It is sometimes tempting to believe that politics is like a metronome that sings from left to right and back again. The left is going through a tough time right now, but it will recover as people naturally tire of the extremes of right wing government. After all, after every previous government of the right, there has been a government of the left, and vice versa.
However, the metronome model misses crucial variations. Consider these facts:
During the 20th century, the Conservative Party was in power for more years than the Soviet Union.
Tony Blair is the only Labour Prime Minister ever to win more than one term in a row.
Margaret Thatcher’s election marked the start of 18 years of uninterrupted Conservative rule.
Apart from Tony Blair, the public has not elected a Labour Prime Minister in the past 42 years.
I’ll repeat that. Apart from Tony Blair, the public has not elected a Labour Prime Minister in the past 42 years.
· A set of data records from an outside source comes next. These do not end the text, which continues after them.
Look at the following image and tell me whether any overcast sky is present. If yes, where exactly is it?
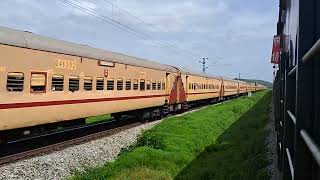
[0,0,278,81]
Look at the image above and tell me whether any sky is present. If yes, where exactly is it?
[0,0,278,82]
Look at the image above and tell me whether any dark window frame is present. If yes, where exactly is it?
[30,71,48,94]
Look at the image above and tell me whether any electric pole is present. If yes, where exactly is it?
[199,58,209,74]
[199,57,223,74]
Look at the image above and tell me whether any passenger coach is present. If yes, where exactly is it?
[0,27,264,140]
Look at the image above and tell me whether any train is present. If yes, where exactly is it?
[273,0,320,180]
[0,27,266,142]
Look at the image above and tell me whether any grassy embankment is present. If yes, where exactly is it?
[72,91,271,179]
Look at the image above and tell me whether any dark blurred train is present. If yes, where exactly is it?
[273,0,320,180]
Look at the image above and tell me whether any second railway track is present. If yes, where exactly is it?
[0,117,143,166]
[0,101,227,166]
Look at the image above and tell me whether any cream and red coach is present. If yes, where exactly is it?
[0,27,264,141]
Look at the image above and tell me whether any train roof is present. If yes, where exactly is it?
[0,26,177,72]
[179,68,222,79]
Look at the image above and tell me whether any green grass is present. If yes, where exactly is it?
[71,91,271,179]
[86,114,112,124]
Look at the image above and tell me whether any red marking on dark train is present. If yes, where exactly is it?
[0,94,168,109]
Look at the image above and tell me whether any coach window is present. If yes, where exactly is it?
[30,73,47,93]
[7,73,24,92]
[152,81,157,90]
[126,79,131,90]
[83,76,93,91]
[51,74,64,91]
[107,79,114,91]
[147,81,151,90]
[69,76,79,92]
[117,79,123,91]
[96,77,104,91]
[140,79,146,91]
[133,79,139,90]
[157,81,161,90]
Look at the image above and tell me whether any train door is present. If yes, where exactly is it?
[169,73,186,104]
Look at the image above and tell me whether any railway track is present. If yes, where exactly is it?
[0,97,229,166]
[0,117,143,166]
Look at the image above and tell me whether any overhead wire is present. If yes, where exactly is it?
[60,0,201,59]
[102,0,201,58]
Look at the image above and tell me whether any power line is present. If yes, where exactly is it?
[60,0,201,59]
[102,0,201,58]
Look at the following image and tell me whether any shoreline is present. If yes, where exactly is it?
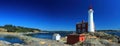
[0,32,70,46]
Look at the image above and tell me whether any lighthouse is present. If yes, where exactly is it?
[88,7,95,32]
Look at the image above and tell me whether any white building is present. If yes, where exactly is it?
[88,7,95,32]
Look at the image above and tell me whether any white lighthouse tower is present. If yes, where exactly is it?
[88,7,95,32]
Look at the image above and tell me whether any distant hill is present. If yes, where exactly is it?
[0,25,41,32]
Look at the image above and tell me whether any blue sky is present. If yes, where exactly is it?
[0,0,120,31]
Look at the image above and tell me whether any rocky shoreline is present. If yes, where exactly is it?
[0,33,70,46]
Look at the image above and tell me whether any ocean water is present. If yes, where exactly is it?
[0,36,24,44]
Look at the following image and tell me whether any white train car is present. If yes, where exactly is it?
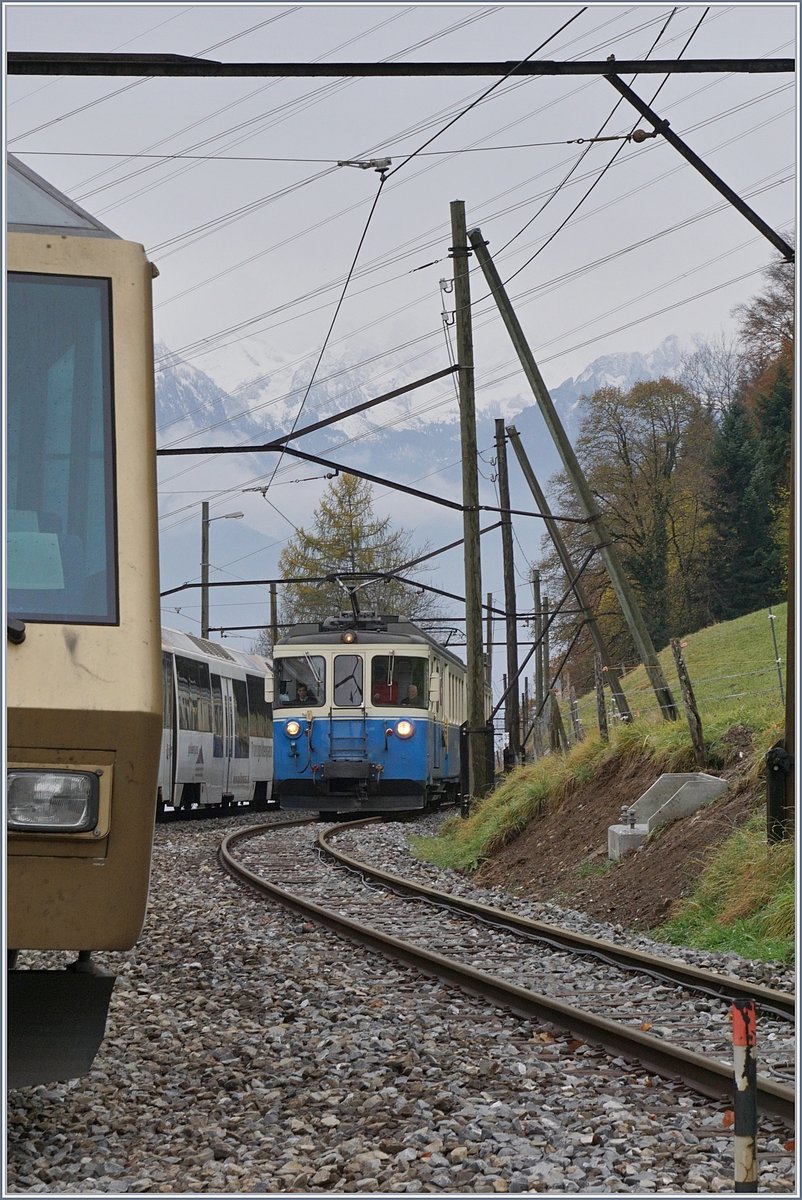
[157,628,273,812]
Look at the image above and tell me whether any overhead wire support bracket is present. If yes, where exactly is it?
[605,75,795,263]
[337,158,393,180]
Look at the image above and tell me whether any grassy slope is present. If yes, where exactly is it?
[417,605,795,961]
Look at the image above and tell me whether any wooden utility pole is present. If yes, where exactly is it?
[532,570,545,710]
[450,200,491,796]
[593,654,610,742]
[507,425,633,721]
[468,229,677,721]
[270,583,279,648]
[496,418,521,766]
[532,570,546,758]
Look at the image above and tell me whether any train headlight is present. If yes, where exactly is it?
[6,770,100,833]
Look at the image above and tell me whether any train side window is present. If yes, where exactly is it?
[245,674,273,738]
[211,674,223,758]
[175,654,211,733]
[334,654,365,708]
[232,679,249,758]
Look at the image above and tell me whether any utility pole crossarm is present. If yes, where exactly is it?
[6,50,795,79]
[606,74,795,263]
[468,229,677,720]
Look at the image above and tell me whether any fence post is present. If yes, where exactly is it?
[593,654,610,742]
[568,684,585,742]
[768,605,785,704]
[731,1000,758,1192]
[671,637,707,767]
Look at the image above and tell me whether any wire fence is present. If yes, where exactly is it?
[511,608,785,761]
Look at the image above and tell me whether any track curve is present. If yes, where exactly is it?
[220,820,795,1126]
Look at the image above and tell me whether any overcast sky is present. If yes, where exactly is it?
[4,4,798,657]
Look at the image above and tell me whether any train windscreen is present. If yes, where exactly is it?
[6,272,118,624]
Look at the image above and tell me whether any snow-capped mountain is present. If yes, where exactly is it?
[551,334,683,422]
[156,336,682,508]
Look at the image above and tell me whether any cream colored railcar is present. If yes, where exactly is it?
[6,156,162,1087]
[158,629,273,810]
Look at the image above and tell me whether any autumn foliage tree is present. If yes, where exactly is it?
[279,474,436,623]
[539,246,794,683]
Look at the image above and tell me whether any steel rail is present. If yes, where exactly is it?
[6,50,794,79]
[219,820,795,1127]
[317,817,796,1020]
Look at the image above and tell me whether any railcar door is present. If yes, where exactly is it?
[158,650,175,805]
[226,679,252,804]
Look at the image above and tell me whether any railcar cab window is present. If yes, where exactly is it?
[334,654,365,708]
[371,654,429,708]
[6,272,118,625]
[275,654,325,708]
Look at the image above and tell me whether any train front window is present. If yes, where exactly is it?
[334,654,365,708]
[275,654,325,708]
[6,272,119,624]
[371,654,429,708]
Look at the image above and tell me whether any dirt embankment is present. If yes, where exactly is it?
[474,728,761,930]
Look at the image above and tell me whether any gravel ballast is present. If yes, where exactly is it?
[6,815,795,1195]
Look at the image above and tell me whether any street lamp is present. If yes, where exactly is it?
[201,500,245,637]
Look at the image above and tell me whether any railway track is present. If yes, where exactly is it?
[220,820,795,1126]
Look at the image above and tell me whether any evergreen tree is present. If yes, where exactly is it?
[279,474,436,623]
[708,398,777,620]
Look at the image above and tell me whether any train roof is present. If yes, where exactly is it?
[162,625,273,674]
[6,154,119,240]
[276,613,465,671]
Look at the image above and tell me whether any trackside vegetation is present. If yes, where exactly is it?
[415,605,795,962]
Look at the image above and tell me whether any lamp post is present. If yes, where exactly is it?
[201,500,245,637]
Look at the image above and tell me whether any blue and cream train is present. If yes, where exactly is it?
[273,614,475,816]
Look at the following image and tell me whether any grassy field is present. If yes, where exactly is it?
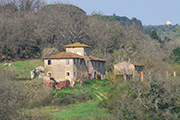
[0,59,112,120]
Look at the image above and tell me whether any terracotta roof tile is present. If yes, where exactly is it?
[89,56,106,62]
[65,42,91,48]
[44,52,85,59]
[131,62,144,66]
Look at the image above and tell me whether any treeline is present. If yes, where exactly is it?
[0,0,179,71]
[143,25,179,41]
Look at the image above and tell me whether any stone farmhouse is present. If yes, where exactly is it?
[44,42,106,85]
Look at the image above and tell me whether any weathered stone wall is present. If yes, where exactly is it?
[44,59,73,82]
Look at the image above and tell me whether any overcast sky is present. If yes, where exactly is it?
[47,0,180,25]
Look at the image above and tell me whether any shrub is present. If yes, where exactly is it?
[0,68,23,120]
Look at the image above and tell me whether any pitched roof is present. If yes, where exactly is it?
[114,61,144,67]
[44,52,85,59]
[65,42,91,48]
[89,56,106,62]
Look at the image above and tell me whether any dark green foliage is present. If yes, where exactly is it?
[0,68,24,120]
[93,14,143,30]
[151,30,159,40]
[143,25,178,41]
[169,47,180,64]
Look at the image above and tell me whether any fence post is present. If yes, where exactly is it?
[141,71,144,82]
[149,72,151,81]
[173,71,176,77]
[166,71,169,80]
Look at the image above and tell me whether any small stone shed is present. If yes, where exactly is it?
[114,61,144,81]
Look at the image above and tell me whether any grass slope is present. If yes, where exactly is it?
[50,79,112,120]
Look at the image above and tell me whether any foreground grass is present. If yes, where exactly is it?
[48,79,112,120]
[51,100,106,120]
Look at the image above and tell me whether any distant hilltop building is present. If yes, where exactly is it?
[166,20,171,25]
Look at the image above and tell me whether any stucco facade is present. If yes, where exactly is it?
[44,43,106,82]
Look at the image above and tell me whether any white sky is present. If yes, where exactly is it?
[46,0,180,25]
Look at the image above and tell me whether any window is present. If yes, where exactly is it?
[74,59,77,63]
[48,73,51,76]
[66,72,70,76]
[80,60,82,65]
[48,60,51,65]
[66,59,69,65]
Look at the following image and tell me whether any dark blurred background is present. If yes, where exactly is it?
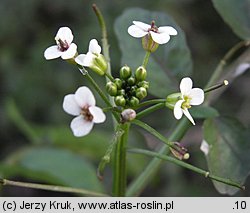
[0,0,250,196]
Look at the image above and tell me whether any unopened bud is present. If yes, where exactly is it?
[127,77,136,86]
[129,96,140,107]
[106,82,117,96]
[136,87,147,100]
[142,34,159,53]
[138,81,149,90]
[170,142,190,160]
[114,78,122,89]
[120,65,132,80]
[121,109,136,123]
[135,66,147,81]
[115,95,126,106]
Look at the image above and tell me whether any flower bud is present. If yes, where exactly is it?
[165,92,181,109]
[127,77,135,86]
[121,109,136,123]
[89,54,108,75]
[135,66,147,81]
[117,89,125,96]
[136,87,147,100]
[114,78,122,89]
[106,81,117,96]
[120,65,132,80]
[138,81,149,90]
[115,95,126,106]
[129,96,140,107]
[142,34,159,53]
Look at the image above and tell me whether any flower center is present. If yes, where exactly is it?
[148,21,158,33]
[81,106,93,121]
[181,96,191,109]
[57,38,69,52]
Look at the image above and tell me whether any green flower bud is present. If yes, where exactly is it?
[129,96,140,107]
[138,81,149,90]
[114,78,122,89]
[127,77,136,86]
[106,81,117,96]
[135,66,147,81]
[115,95,126,106]
[120,65,132,80]
[166,92,181,109]
[142,34,159,53]
[136,87,147,100]
[89,54,108,75]
[117,89,125,95]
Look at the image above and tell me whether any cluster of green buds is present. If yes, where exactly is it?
[106,65,149,108]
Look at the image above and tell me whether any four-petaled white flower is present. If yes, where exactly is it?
[44,27,77,60]
[174,78,204,125]
[63,86,106,137]
[75,39,102,67]
[128,21,177,44]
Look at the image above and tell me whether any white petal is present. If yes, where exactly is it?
[83,52,96,67]
[133,21,151,32]
[44,45,62,60]
[158,26,177,35]
[200,140,209,155]
[70,115,94,137]
[75,87,95,108]
[189,88,204,105]
[180,77,193,95]
[63,94,81,116]
[55,27,74,45]
[75,54,86,66]
[62,43,77,59]
[128,25,148,38]
[174,100,184,120]
[89,39,102,54]
[150,31,170,44]
[182,109,195,125]
[89,106,106,123]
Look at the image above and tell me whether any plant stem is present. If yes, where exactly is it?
[132,119,172,146]
[84,73,120,121]
[135,99,166,109]
[128,149,245,189]
[113,123,130,197]
[126,118,190,196]
[136,103,165,119]
[142,51,151,69]
[0,179,109,197]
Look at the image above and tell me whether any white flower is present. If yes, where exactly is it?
[174,78,204,125]
[63,87,106,137]
[75,39,102,67]
[44,27,77,60]
[128,21,177,44]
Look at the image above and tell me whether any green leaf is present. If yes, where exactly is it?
[114,8,193,97]
[190,106,219,119]
[0,147,103,191]
[203,118,250,195]
[212,0,250,40]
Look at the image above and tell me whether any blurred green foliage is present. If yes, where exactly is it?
[0,0,250,196]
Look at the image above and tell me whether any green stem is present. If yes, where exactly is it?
[136,103,165,119]
[132,119,172,147]
[84,74,120,121]
[135,99,166,109]
[126,118,190,196]
[113,123,130,197]
[0,179,109,197]
[142,51,151,68]
[128,149,245,189]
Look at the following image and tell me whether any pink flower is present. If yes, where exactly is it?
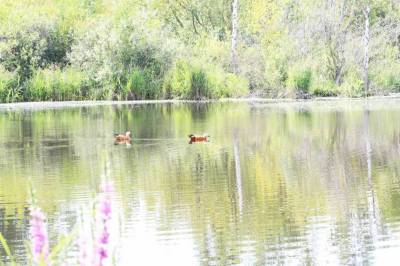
[29,207,50,265]
[94,182,114,266]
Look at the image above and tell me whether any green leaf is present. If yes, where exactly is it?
[0,232,17,265]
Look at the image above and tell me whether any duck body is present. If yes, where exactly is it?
[189,134,210,144]
[114,131,132,144]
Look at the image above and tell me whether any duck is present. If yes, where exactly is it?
[114,131,132,144]
[188,134,210,144]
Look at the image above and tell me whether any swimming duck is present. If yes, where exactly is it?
[115,131,132,144]
[188,134,210,144]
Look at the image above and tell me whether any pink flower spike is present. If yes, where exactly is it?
[29,207,50,265]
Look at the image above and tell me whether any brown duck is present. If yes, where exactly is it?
[114,131,132,144]
[188,134,210,144]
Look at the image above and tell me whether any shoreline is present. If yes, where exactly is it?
[0,93,400,111]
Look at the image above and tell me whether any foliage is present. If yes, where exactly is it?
[25,68,85,101]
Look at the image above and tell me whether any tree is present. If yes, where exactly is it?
[363,2,371,95]
[231,0,238,73]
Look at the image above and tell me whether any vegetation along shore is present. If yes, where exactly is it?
[0,0,400,103]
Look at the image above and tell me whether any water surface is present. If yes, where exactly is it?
[0,100,400,265]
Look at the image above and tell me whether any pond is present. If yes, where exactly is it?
[0,99,400,265]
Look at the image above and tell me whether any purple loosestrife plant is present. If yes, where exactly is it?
[94,182,114,266]
[29,206,50,265]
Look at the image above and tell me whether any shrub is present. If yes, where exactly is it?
[0,67,22,103]
[0,23,73,81]
[25,68,86,101]
[339,70,364,97]
[163,61,192,99]
[189,68,211,100]
[289,69,312,93]
[125,69,145,100]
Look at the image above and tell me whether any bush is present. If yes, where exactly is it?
[0,67,22,103]
[163,61,192,99]
[289,69,312,93]
[25,68,85,101]
[339,70,364,97]
[189,68,211,100]
[310,78,339,97]
[0,23,73,81]
[163,61,249,100]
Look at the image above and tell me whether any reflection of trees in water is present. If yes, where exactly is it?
[0,104,400,264]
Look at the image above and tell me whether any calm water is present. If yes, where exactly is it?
[0,100,400,265]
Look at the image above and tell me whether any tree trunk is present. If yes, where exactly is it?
[364,4,371,96]
[231,0,239,73]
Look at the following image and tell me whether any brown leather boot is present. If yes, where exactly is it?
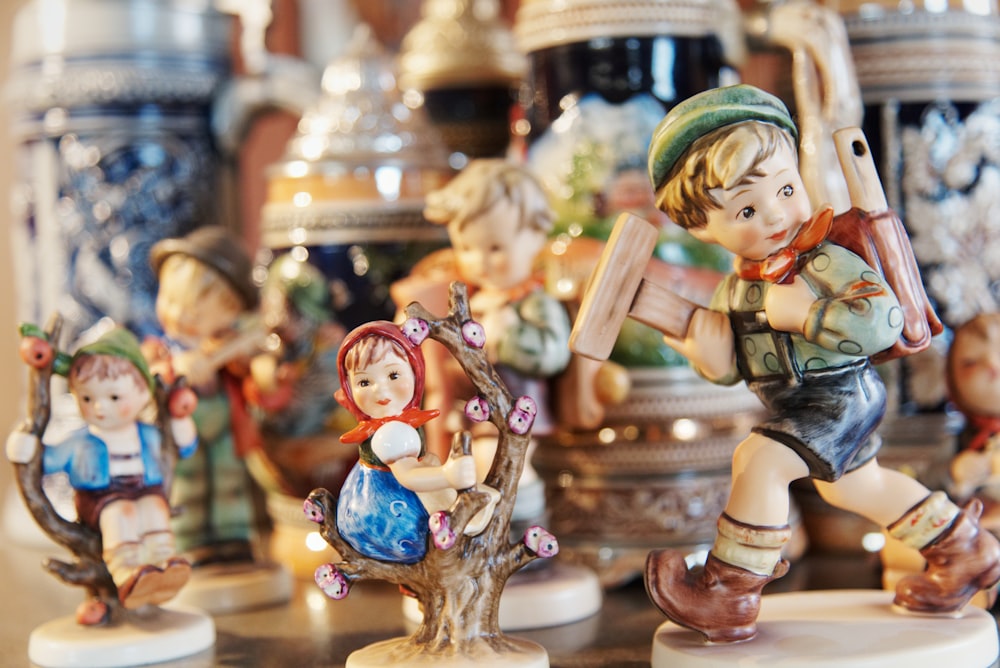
[645,550,788,643]
[895,499,1000,613]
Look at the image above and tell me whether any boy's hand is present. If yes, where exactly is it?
[764,276,816,334]
[444,455,476,489]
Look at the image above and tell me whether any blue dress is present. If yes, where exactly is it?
[337,439,430,564]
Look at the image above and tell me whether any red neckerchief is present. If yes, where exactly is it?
[965,415,1000,450]
[735,206,833,283]
[340,408,441,443]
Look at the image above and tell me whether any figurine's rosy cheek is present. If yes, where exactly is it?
[462,320,486,348]
[302,499,324,524]
[167,387,198,418]
[465,397,490,422]
[402,318,431,346]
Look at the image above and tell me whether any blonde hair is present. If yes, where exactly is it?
[656,121,798,229]
[344,335,409,373]
[424,159,555,234]
[159,253,245,312]
[68,355,149,391]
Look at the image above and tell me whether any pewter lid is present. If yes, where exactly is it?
[514,0,738,53]
[10,0,232,67]
[400,0,527,90]
[284,25,448,169]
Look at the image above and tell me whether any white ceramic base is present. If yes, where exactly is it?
[403,563,602,631]
[167,563,292,615]
[28,608,215,668]
[651,589,998,668]
[345,638,549,668]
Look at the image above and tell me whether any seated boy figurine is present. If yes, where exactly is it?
[604,85,1000,642]
[7,329,198,609]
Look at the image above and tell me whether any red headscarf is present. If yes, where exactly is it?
[333,320,441,443]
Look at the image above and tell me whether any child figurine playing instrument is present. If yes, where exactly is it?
[8,329,198,609]
[336,321,482,568]
[574,85,1000,642]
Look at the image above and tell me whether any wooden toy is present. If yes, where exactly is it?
[304,282,558,668]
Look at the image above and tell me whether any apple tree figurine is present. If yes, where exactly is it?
[6,316,198,625]
[304,282,558,666]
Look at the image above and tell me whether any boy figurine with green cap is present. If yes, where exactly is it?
[7,328,198,609]
[572,85,1000,642]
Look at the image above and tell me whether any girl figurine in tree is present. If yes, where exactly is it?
[336,321,480,568]
[7,329,198,609]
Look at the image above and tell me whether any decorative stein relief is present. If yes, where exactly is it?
[4,0,305,341]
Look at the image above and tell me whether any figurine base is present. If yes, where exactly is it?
[651,590,998,668]
[403,563,602,631]
[345,638,549,668]
[167,562,292,615]
[28,608,215,668]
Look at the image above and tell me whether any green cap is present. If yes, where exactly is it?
[73,327,155,391]
[649,84,798,190]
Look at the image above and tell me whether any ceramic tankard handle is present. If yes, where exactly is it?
[212,0,321,155]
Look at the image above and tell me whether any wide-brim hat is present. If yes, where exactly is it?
[149,225,260,309]
[649,84,798,190]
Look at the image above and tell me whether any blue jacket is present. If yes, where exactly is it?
[42,422,198,491]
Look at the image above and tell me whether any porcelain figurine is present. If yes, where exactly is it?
[946,313,1000,533]
[6,318,215,665]
[243,253,353,496]
[571,86,1000,643]
[394,159,601,628]
[144,226,290,609]
[304,283,558,666]
[424,159,570,500]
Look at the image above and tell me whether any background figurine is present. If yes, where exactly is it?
[305,283,558,666]
[424,159,570,521]
[947,313,1000,534]
[243,253,353,498]
[337,321,497,563]
[144,226,290,608]
[6,318,215,665]
[571,86,1000,642]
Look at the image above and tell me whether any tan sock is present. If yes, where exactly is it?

The last time a Labour Prime Minister apart from Blair was elected was closer to the Second World War than the present day.
I’m not saying that the Conservatives will win every single election in the next 100 years. At some point things like leaders dying in office become an issue. But it is entirely possible that the Conservatives are the government for, say, 70 out of the next 100 years. Not much of a metronome in that case.
As an example of the metronome not pulling things back to some hypothetical centre, it is highly plausible that Labour will score a historic loss at the next election, despite having been out of power for nearly ten years by that point. We are currently 11 points behind where Ed Milliband was at this part of the electoral cycle, and our favourability on every issue is worse than it was five years ago.
So, I implore my fellow lefties, let’s not assume that just because times are bad that they must get better soon.